In other states of the region too, vaccines have followed in the footsteps of geopolitics. In Maldives, the elections in 2018 brought to power the government of Ibrahim Solih, considered closer to New Delhi than to Beijing. “The Chinese are very much present in Maldives and for many years were financing huge infrastructure projects,” explains de l’Estrac, “now under Ibrahim Solih they are getting much more money and infrastructure from the Indians.” So when it came time for vaccines, India jumped first and offered a donation of 100,000 doses of AstraZeneca with Maldives looking to buy 700,000 more doses. In March, China doubled its own offer for Sinopharm vaccines from 100,000 to 200,000 doses with Maldives buying another 218,000 doses of the Chinese vaccine. In Sri Lanka, a much more interesting story took place: in January India sent 500,000 doses of AstraZeneca with the Chinese countering by offering a donation of 300,000 doses of Sinopharm. However, in February, Sri Lanka suspended the use of Sinopharm vaccines and announced plans to rely on AstraZeneca. That same month, tensions between India and Sri Lanka rose over a key port deal that would have allowed India’s Adani Group to buy nearly half of Colombo’s East Container Terminal (to counter China’s Hambantota Port) went sour after Colombo pulled out of the deal. By mid-March, the Sri Lankan President ordered his health authorities to fasttrack approvals for Sinopharm. By the end of March, Sri Lanka received 600,000 doses of Sinopharm vaccines. “All of the countries within the Indian Ocean are pawns on the chessboard, and vaccine diplomacy is a part of that too,” according to Makhan.

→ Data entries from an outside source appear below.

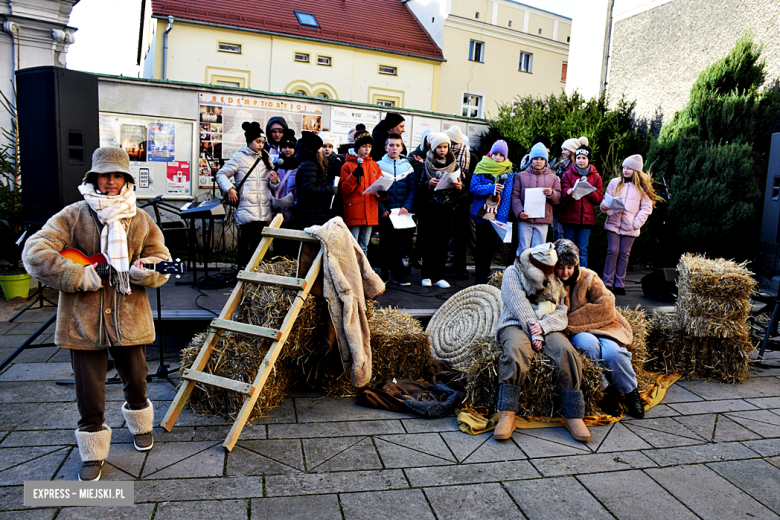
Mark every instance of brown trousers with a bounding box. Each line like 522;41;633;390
70;346;148;432
497;325;582;392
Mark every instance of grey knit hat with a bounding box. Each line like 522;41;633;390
554;239;580;266
82;146;135;185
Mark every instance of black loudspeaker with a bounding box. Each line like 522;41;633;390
641;268;678;303
16;66;99;225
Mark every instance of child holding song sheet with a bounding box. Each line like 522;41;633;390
559;144;603;268
511;142;561;254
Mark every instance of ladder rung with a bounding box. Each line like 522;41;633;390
237;271;306;290
181;369;252;394
262;227;319;242
210;318;281;340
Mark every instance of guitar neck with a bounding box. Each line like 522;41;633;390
94;263;154;276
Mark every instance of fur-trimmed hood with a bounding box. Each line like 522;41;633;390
515;249;565;305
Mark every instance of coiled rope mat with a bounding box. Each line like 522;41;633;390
425;284;503;369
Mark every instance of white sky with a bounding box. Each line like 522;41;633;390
65;0;578;77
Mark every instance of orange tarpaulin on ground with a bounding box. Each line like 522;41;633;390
457;373;682;435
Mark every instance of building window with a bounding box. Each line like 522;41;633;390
294;52;310;63
469;40;485;63
561;62;568;82
216;80;241;87
475;12;480;19
462;93;483;118
377;99;395;107
520;52;533;73
508;20;513;28
294;11;319;28
217;42;242;54
293;89;308;96
316;92;329;99
538;28;543;35
317;55;332;66
567;36;571;42
378;65;398;76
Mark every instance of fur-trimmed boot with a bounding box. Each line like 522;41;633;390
561;390;590;443
494;384;522;440
122;399;154;452
75;425;112;481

So what does India temporarily pulling out of the race to focus at home mean? Particularly at a time when both Chinese vaccines, Sinopharm and Sinovac, are expecting the WHO to grant its approval by the end of this month. “Definitely this is a blow to its vaccine diplomacy which was a big programme of reaching out to others; it’s a blow to that, but a new opportunity for China,” concludes de l’Estrac. “The Indians brought succour to many weaker countries, but however commendable their initial reaction to focus on diplomacy was, I think they overshot their capabilities. Until they get back to cruising speed with their own Covid-19 situation, I don’t expect them to get back into the race and probably with a different strategy,” concludes Makhan, “It's like the 'tortoise and the hare'. With the Indians being the hare.”  The question is will Beijing prove to be the tortoise?